Identification of a distinctive gene signature in granulomatous myositis
Pinal Fernandez, Iago 
(Johns Hopkins University School of Medicine)
Ruffer, Nikolas (University Medical Center Hamburg-Eppendorf)
Casal-Dominguez, Maria (Johns Hopkins University School of Medicine)
Pak, Katherine (National Institute of Arthritis and Musculoskeletal and Skin Diseases)
Kleefeld, Felix (Charité-Universitätsmedizin Berlin)
Preusse, Corinna (Charité-Universitätsmedizin Berlin)
Kirou, Raphael A.
(State University of New York Downstate Health Sciences University)
Kinder, Travis B (National Institute of Arthritis and Musculoskeletal and Skin Diseases)
Del Orso, Stefania (National Institute of Arthritis and Musculoskeletal and Skin Diseases)
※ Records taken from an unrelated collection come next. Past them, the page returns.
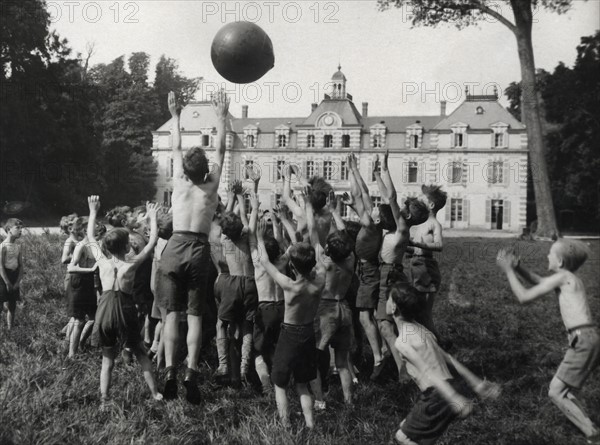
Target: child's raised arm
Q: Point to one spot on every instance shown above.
(285, 282)
(505, 260)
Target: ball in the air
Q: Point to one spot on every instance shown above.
(242, 52)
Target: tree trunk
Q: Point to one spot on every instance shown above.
(546, 218)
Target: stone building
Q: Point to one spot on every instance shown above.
(478, 153)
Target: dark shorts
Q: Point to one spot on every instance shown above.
(12, 296)
(430, 416)
(267, 326)
(368, 289)
(239, 298)
(582, 357)
(390, 274)
(295, 354)
(333, 326)
(182, 277)
(116, 321)
(423, 273)
(81, 296)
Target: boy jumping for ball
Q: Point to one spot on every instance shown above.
(185, 261)
(296, 350)
(440, 401)
(583, 355)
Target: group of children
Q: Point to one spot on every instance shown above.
(290, 285)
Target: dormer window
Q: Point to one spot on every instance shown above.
(282, 141)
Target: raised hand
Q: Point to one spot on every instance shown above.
(94, 203)
(220, 103)
(172, 102)
(348, 199)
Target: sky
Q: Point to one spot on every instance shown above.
(397, 69)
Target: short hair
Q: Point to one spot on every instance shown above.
(573, 253)
(338, 245)
(415, 212)
(407, 299)
(116, 216)
(115, 241)
(12, 222)
(352, 229)
(195, 165)
(79, 227)
(386, 218)
(66, 223)
(319, 192)
(272, 246)
(302, 257)
(436, 195)
(231, 225)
Naz, Faiza (National Institute of Arthritis and Musculoskeletal and Skin Diseases)
Islam, Shamima (National Institute of Arthritis and Musculoskeletal and Skin Diseases)
Gutierrez-Cruz, Gustavo (National Institute of Arthritis and Musculoskeletal and Skin Diseases)
Selva O'Callaghan, Albert
(Universitat Autònoma de Barcelona. Departament de Medicina)
Milisenda, José César
(Hospital Clínic i Provincial de Barcelona)
Schneider, Udo (Charité-Universitätsmedizin Berlin)
Liewluck, Teerin (Mayo Clinic (Rochester, Estats Units d'Amèrica))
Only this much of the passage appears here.